«Alexandre.»

NAPOLÉON AU MARÉCHAL MARMONT.

«Bautzen, le 6 septembre 1813,
dix heures du matin.

«Mon cousin, rendez-vous aujourd'hui sur Kamens et Königsbrück, pour pouvoir arriver demain à Dresde, s'il est nécessaire. Je vais moi-même m'approcher aujourd'hui de Dresde, et je verrai si les choses sont aussi sérieuses que paraîtrait l'annoncer la dépêche du maréchal Saint-Cyr. Si cela était moins sérieux, de la petite ville de Königsbruck et de Kamens vous pourriez toujours vous reporter sur Hoyerswerda. Emmenez tout ce qui appartient à votre corps, et ne laissez personne à Bautzen.--Le général Normam ayant marché du côté de Königsbruck, vous le prendrez sous vos ordres: il sera nécessaire que vous l'employiez à flanquer votre marche.

«Napoléon.»

LE MAJOR GÉNÉRAL AU MARÉCHAL MARMONT.

«Dresde, le 7 septembre 1813.

«Il est neuf heures du matin, monsieur le duc. L'Empereur suppose que vous avez reçu la lettre que je vous ai écrite à quatre heures du matin. Jusqu'à ce moment, l'ennemi ne paraît pas avoir de monde à Dippoldiswald, et nous sommes toujours dans l'opinion que le mouvement que l'ennemi fait sur la rive gauche de l'Elbe a pour but de rappeler l'Empereur de son mouvement sur la Neisse.

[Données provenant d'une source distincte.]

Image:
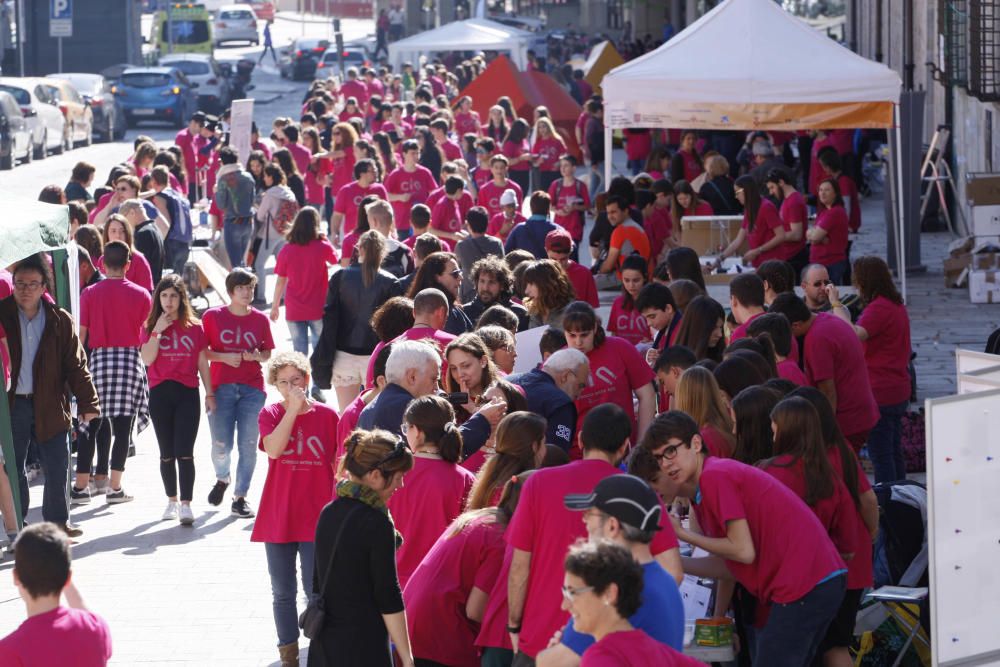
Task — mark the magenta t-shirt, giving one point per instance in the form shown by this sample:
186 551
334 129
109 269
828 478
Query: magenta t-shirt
234 333
794 553
887 350
616 371
348 201
305 268
177 358
417 183
434 494
63 636
436 594
544 527
833 351
627 324
114 311
300 482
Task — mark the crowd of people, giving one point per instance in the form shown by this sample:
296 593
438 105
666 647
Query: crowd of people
544 513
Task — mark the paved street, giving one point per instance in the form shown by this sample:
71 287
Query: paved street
200 595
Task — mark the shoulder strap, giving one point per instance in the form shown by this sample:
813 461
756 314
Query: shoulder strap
336 543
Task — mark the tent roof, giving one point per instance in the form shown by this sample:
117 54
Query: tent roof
750 52
468 35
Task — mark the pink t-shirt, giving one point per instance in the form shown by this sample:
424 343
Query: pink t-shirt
887 350
63 636
177 358
836 512
348 201
138 271
544 527
628 324
834 222
833 352
763 231
438 589
489 195
616 371
114 310
634 648
433 496
794 553
562 196
234 333
305 268
300 482
418 184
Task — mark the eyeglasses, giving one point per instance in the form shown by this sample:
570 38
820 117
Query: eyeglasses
669 452
569 593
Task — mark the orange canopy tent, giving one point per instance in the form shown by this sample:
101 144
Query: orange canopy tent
526 90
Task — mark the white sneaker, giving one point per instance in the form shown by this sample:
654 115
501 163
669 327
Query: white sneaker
170 513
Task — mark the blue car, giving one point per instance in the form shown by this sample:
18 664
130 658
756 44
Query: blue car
156 93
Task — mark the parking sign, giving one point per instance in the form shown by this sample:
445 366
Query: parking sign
60 18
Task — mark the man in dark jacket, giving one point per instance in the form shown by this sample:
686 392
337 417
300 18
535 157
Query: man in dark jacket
46 358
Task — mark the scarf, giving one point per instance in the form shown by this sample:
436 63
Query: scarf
349 489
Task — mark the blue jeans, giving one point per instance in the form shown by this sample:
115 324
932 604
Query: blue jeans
54 455
237 239
794 630
885 444
236 409
177 253
284 590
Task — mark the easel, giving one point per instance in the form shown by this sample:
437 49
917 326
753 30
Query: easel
935 170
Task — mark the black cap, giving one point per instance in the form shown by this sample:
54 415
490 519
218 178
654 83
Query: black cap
625 497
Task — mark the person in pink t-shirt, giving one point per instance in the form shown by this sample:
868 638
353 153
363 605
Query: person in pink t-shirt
758 532
112 313
543 528
437 487
299 437
174 350
239 341
52 634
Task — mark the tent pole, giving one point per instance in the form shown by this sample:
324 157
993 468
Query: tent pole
900 215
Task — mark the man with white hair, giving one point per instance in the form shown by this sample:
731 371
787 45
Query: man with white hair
551 390
414 370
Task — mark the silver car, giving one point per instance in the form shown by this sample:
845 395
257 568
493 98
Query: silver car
235 23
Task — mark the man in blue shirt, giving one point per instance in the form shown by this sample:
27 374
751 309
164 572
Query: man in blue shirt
625 510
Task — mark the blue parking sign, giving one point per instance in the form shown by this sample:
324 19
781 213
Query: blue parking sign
60 9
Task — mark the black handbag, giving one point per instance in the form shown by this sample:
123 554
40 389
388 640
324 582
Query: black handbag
312 619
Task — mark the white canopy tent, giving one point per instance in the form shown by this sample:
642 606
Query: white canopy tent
748 64
477 34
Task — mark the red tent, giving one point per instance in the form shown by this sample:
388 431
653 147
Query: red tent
526 90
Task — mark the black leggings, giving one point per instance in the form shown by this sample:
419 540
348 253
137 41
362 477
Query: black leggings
99 438
176 410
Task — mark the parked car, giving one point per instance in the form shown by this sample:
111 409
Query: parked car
15 136
235 23
78 114
214 90
156 93
109 118
301 57
48 127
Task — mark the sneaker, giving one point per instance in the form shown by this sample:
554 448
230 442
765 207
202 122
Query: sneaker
79 496
217 493
170 513
241 509
118 497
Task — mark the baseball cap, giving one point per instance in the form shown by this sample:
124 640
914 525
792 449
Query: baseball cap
559 240
625 497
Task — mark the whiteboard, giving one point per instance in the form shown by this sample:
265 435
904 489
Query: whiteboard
963 488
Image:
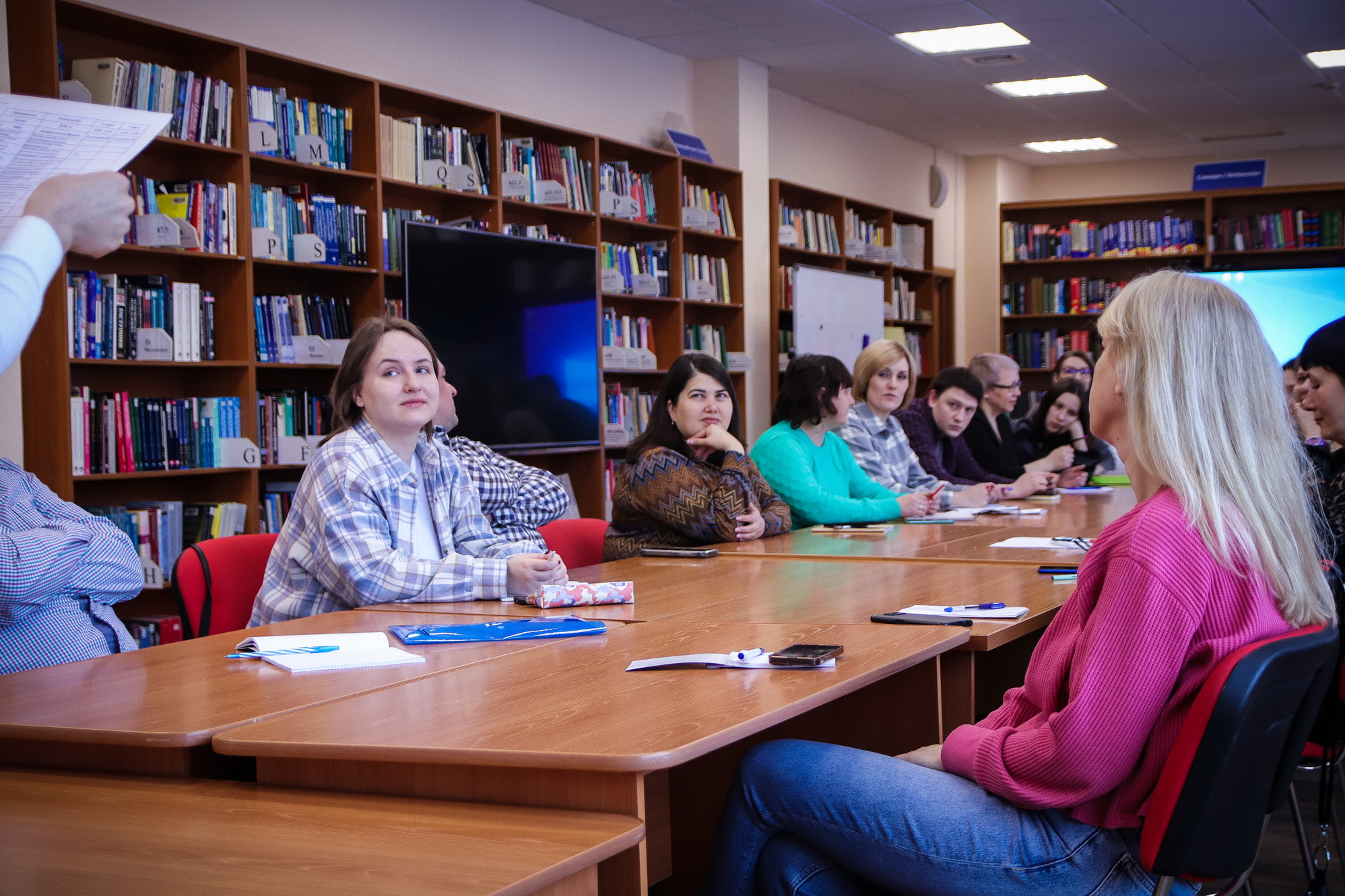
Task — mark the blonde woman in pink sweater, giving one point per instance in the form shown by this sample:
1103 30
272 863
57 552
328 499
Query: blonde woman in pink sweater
1047 794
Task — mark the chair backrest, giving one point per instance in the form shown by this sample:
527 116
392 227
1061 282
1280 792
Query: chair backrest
1235 755
577 541
217 580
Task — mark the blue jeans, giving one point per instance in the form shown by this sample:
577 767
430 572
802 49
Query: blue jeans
820 820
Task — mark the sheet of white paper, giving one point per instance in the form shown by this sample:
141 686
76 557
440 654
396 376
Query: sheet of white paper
929 610
42 137
1020 541
756 658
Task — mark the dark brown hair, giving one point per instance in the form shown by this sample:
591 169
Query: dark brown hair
346 413
809 389
662 431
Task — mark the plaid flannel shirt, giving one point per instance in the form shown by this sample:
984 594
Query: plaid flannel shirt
515 498
932 448
61 570
348 540
882 448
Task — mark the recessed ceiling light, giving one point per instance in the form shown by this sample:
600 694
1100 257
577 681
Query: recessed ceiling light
987 36
1071 145
1328 58
1048 86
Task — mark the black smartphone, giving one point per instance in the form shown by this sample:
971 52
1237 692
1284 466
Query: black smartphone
654 551
916 619
806 654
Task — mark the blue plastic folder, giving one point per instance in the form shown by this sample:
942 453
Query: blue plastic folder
507 630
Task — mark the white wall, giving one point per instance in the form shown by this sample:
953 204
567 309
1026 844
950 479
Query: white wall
507 54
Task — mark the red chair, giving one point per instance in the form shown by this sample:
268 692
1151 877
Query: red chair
577 541
1234 759
216 582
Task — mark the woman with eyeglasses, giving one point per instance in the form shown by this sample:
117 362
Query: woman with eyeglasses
990 435
1048 793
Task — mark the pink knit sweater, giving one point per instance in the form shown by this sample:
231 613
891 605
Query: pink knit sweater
1115 672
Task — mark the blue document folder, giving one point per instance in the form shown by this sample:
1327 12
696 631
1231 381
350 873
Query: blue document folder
506 630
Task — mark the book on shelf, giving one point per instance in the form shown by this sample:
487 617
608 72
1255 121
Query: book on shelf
534 232
705 277
1130 238
638 186
106 312
628 408
642 268
279 319
708 339
211 209
201 106
716 215
288 211
152 630
276 501
434 155
1064 296
290 412
295 118
549 174
1040 349
1284 229
114 432
624 331
813 230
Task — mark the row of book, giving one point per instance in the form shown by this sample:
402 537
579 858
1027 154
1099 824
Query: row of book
201 106
628 408
913 342
276 501
414 151
813 230
616 176
279 319
105 311
626 331
541 162
709 269
533 232
295 117
713 203
288 211
1065 296
211 209
113 432
1285 229
649 259
1138 237
290 412
1040 349
712 341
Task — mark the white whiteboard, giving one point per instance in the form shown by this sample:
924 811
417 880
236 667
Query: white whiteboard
834 311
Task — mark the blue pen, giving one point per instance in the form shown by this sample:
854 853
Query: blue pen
259 654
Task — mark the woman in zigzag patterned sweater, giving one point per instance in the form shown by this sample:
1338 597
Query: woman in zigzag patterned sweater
688 479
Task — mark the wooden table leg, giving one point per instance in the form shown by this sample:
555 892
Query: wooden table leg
958 688
623 793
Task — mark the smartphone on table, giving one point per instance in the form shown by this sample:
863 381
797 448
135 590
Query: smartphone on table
806 654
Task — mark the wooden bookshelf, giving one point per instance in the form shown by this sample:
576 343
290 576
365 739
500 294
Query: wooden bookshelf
1204 206
932 287
86 31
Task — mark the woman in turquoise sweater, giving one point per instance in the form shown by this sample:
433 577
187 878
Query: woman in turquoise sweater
806 462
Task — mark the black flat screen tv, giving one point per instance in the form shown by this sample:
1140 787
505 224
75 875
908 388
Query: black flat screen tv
515 323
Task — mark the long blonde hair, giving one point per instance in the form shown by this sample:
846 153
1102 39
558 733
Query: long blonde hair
1228 454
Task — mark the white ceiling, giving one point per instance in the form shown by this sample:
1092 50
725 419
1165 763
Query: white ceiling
1181 74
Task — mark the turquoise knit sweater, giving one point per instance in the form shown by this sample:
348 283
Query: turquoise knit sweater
821 485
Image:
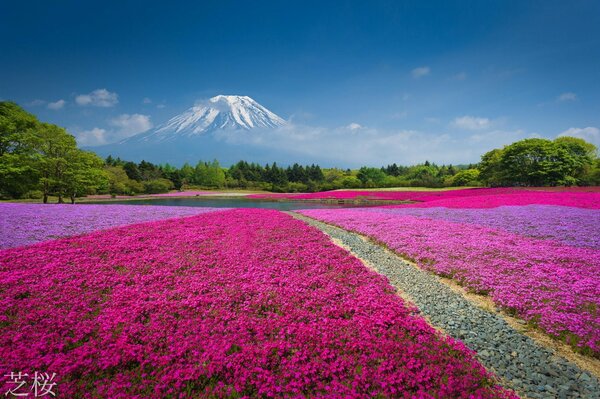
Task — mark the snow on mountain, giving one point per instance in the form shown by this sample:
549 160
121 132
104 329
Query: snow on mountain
218 113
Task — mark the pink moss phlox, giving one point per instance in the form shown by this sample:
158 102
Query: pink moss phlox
25 224
248 303
544 281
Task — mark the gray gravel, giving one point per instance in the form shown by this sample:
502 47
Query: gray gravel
528 368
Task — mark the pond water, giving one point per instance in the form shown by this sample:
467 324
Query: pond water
233 203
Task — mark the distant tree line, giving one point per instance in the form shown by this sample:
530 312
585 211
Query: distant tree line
565 161
39 160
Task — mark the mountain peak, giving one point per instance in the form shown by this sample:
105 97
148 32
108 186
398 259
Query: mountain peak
222 112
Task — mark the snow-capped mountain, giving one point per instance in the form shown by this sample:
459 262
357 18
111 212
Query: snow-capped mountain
218 113
220 128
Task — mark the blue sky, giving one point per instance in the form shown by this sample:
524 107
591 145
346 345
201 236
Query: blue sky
405 80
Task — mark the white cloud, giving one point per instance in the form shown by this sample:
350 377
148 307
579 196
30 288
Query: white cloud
35 103
420 72
123 126
92 137
589 134
471 123
57 105
128 125
399 115
569 96
98 98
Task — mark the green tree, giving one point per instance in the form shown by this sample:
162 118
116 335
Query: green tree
17 130
85 174
538 162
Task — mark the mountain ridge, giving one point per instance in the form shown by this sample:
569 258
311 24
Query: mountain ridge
222 112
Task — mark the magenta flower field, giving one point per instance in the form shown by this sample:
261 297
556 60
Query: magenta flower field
24 224
248 303
553 285
464 198
572 226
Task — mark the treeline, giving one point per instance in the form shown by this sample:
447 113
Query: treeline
130 178
39 160
565 161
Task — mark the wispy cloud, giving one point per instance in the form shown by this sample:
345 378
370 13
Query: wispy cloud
98 98
56 105
93 137
354 126
128 125
590 134
420 72
122 126
36 103
568 96
471 123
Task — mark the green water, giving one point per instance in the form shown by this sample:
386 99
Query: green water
232 203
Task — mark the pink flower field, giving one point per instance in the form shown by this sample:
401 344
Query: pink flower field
552 285
464 198
239 303
25 224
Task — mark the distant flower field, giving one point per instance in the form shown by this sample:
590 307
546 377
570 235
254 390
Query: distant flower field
25 224
248 303
465 198
552 280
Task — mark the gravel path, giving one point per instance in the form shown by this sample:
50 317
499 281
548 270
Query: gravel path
530 369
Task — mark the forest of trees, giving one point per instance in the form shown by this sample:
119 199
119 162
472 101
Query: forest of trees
39 160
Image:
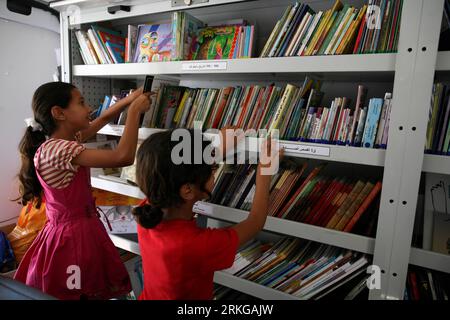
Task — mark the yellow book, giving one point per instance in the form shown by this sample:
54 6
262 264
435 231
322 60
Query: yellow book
339 30
329 19
179 112
342 49
310 48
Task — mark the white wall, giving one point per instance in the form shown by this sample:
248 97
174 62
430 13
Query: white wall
27 60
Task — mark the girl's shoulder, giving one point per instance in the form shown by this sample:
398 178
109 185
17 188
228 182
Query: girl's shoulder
58 147
53 161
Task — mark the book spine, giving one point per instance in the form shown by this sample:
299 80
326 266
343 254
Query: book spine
363 208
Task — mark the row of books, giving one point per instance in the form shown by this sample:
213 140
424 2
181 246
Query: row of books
305 269
425 284
444 39
183 38
108 101
343 29
297 112
100 45
318 199
225 293
438 130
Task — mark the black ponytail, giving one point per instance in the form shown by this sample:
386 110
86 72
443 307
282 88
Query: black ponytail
44 99
160 179
148 216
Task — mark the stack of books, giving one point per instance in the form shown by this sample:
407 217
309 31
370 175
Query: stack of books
438 130
184 37
332 202
425 284
302 268
100 45
343 29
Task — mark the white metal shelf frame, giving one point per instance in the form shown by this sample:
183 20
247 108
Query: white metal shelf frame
130 243
415 70
419 257
346 154
418 23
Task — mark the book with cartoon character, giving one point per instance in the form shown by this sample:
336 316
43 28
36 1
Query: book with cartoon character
154 43
215 43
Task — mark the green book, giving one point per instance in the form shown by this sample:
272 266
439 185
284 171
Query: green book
333 29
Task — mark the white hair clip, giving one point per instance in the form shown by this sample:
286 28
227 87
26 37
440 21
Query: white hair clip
33 124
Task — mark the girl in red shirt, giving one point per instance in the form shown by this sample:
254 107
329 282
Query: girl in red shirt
180 258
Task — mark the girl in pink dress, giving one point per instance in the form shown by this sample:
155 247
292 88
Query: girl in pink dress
72 257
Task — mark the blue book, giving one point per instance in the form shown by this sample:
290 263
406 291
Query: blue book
372 119
105 106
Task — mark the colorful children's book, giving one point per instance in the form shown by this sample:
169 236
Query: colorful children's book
117 52
215 42
154 43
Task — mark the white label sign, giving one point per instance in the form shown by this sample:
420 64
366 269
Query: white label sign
306 149
203 66
202 208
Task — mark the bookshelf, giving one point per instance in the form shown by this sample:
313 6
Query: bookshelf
362 156
412 70
343 65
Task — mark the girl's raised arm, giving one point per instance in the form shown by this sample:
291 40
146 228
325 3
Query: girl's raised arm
108 116
125 152
256 219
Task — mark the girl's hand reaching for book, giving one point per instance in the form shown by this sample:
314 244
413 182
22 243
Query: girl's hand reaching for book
133 95
270 157
230 136
142 103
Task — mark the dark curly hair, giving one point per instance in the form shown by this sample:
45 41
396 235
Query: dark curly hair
160 179
44 98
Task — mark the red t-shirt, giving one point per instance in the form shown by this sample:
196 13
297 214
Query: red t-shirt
179 259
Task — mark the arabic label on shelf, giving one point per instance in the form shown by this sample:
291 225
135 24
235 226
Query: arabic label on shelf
202 208
306 149
204 66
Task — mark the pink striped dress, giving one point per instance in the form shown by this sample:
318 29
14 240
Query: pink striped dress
73 256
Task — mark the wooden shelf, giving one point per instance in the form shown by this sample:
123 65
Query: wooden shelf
130 243
430 259
291 228
331 67
117 187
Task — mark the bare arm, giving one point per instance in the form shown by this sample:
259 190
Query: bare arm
256 219
107 116
125 152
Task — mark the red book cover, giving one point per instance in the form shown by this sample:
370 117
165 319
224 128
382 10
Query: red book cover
360 32
290 182
366 203
334 197
245 105
312 199
414 287
301 209
336 204
323 202
265 107
313 173
249 120
226 95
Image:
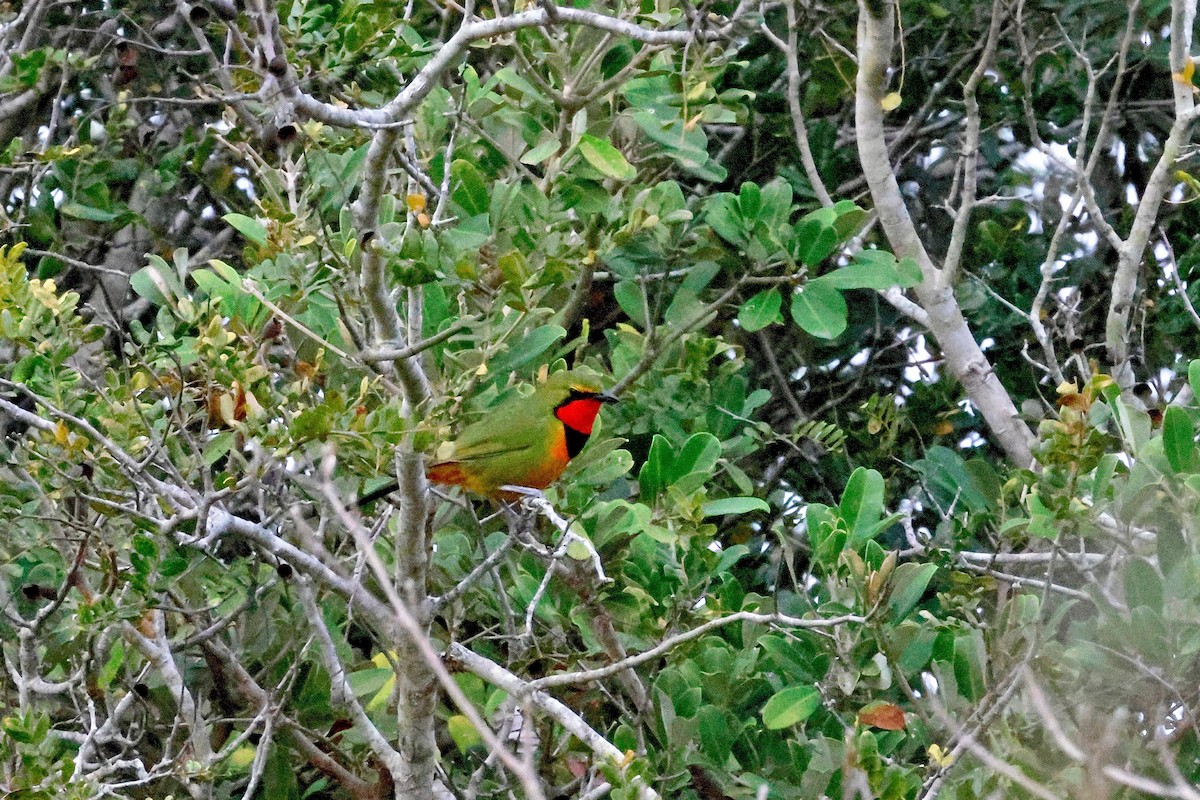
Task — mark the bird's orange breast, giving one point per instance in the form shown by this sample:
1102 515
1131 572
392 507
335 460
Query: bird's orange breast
545 473
478 477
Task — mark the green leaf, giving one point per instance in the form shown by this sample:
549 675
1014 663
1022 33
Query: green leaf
723 215
871 269
247 227
605 158
790 705
463 733
750 200
761 311
541 152
531 346
910 272
733 505
909 583
1144 587
815 240
862 505
1179 438
469 190
652 477
969 665
81 211
699 455
820 310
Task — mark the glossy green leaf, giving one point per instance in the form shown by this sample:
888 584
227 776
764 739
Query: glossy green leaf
909 583
247 227
970 669
699 455
652 477
820 310
541 152
790 707
1179 438
81 211
862 505
761 311
605 158
733 505
1143 585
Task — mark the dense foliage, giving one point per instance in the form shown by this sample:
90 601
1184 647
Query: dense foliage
900 499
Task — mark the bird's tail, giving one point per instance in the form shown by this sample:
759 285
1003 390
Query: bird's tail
448 473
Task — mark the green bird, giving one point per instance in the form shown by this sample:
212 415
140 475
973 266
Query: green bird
523 441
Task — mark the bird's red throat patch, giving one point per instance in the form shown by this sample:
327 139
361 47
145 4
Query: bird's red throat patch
579 414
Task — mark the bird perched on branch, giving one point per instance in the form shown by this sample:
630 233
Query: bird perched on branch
523 441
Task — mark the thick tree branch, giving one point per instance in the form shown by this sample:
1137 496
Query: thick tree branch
1129 254
966 361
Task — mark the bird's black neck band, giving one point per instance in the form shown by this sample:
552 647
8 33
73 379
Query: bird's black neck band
575 440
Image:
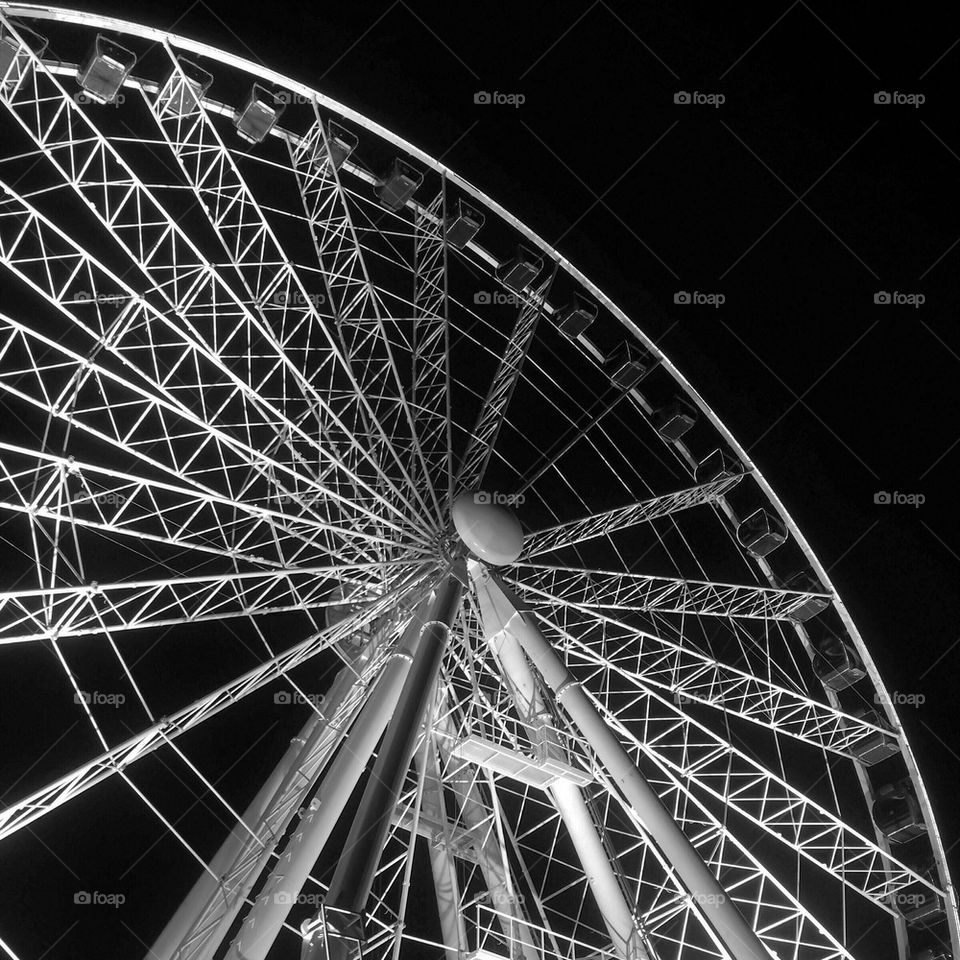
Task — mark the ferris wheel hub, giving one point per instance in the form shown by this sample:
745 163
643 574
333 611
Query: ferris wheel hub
490 531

«Nous recevons des nouvelles du prince de la Moskowa; il a attaqué l'ennemi le 5 à deux lieues de Wittenberg; il l'a battu et repoussé jusqu'à cinq lieues sur la route de Interburg. L'Empereur pense donc qu'il sera utile que vous vous rendiez à Hoyerswerda, et de là pousser une avant-garde sur Kalau. Arrivé à Lukau, vous ne serez qu'à trois fortes marches de Dresde, et à même distance de Berlin. Sa Majesté pense donc que vous devez diriger de suite la valeur d'une division sur Hoyerswerda, et garder pendant toute la journée d'aujourd'hui votre troisième division à Kamens, pour bien rallier tous vos traîneurs.

«Vous trouverez ci-joint un ordre qui met le général Lhéritier à votre disposition. Ce général est à Grossenhayn; il pourra vous rejoindre par Elsterwerda, Senftenberg, ou par Sonnenwald. Comme il a deux bataillons d'infanterie, quelques pièces de canon et plus de deux mille chevaux, s'il marche réuni et avec précaution, il n'aura rien à craindre dans sa marche pour flanquer votre gauche.